Sunday’s election takes place against the backdrop of one of the world’s worst humanitarian crises. According to the World Food Program, one in three Venezuelans is struggling to get enough food on the table and, according to the United Nations High Commissioner for Refugees, nearly 5 million Venezuelans have left the country, fleeing not only from hunger, but violence and persecution.
A sign in a Venezuelan neighborhood illustrates the dollarization of the economy.

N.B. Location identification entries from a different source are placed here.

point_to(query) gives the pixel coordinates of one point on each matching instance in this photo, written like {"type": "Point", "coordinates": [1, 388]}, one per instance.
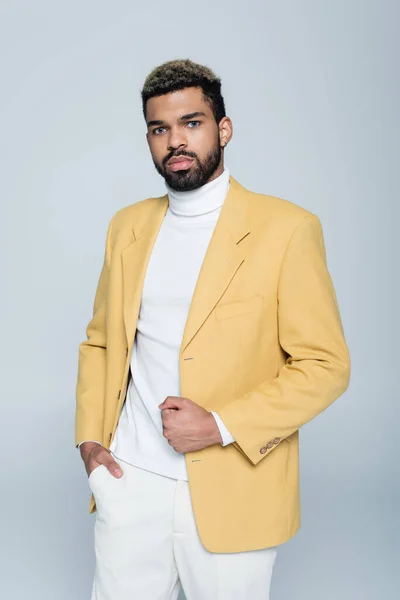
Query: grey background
{"type": "Point", "coordinates": [313, 91]}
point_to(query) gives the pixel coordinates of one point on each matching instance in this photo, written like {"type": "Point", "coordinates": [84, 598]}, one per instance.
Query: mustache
{"type": "Point", "coordinates": [181, 153]}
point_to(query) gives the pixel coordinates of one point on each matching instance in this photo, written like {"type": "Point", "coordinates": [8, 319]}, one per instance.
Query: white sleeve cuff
{"type": "Point", "coordinates": [80, 443]}
{"type": "Point", "coordinates": [226, 436]}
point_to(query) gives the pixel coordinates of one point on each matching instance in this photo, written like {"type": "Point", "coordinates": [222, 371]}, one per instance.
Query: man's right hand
{"type": "Point", "coordinates": [94, 455]}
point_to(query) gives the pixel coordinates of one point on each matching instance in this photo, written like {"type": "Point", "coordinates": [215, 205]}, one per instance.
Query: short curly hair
{"type": "Point", "coordinates": [176, 75]}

Paralyzed by years of mismanagement and US sanctions, the Venezuelan economy is still on a downward spiral, mainly because the output of the country’s oil industry – which OPEC says accounts for 99% of its exports – continues to decline.

In the opposite direction, inflation hit 4,087%. Across the country, the dollar has now replaced the bolivar as the primary currency, and companies that once were afraid to advertise their products in US currency are now doing so openly. Even in the barrios of Venezuela, the dollar is now king.

What will happen on Sunday?

Despite its status as the only elected body to mount opposition to Maduro, turnout in Sunday’s election is still expected to be quite low as the main opposition candidates have stepped down and called on the people to boycott the vote.

Venezuela's Maduro tightens grip on power, helped by coronavirus lockdown

They cite the absence of observers from the United States and the European Union, but also the ruling by the government-controlled Supreme Court, which removed Guaidó and others from the leadership of their own parties, replacing them. by lawmakers with known ties to Maduro.

“On December 6, there are no elections, there is fraud,” Guaidó said Thursday, calling on people to vote for his “Popular Consultation,” a rival plebiscite he and his allies are holding. December 12.

“Participation on December 6 is voting for a fraud; it is collaborating with the dictatorship,” he added, but recent polls suggest that his initiative should not attract a large turnout either.

Maduro, for his part, called on people to come vote, vowing to step down from the presidency if his United Socialist Party of Venezuela (PSUV) did not win the election.

“I reiterate to the Venezuelan opposition, I accept the challenge, if they win the legislative elections on December 6, I will leave,” he said Tuesday in a televised speech. “But if we win, let’s move forward with the people to continue working and deepening the great transformations that the homeland needs.”

This is an unlikely outcome given how the beleaguered Venezuelan president put the odds in his favor, effectively eliminating opposition from the dissent and threatening the most vulnerable with voting on election day.

What does this mean for the opposition?

Nicolás Maduro Highlights

As Maduro prepares to take over from Venezuela’s last democratically elected body, it’s still unclear what this means for Gaidó’s claim to the presidency.

Some of his allies say he will remain the interim president of Venezuela, a post he was appointed to under the Venezuelan constitution after the 2018 presidential election gave Maduro a second term. The results of the vote were widely dismissed as fraudulent by the European Union, the United States, the Organization of American States and other groups.

Almost two years since he began his path to overthrow Maduro’s government, Guaidó seems to have lost some of the support of many who still want the country to change.

“People don’t think he’s a solution,” a pro-opposition union leader told CNN. “And what people need are solutions.”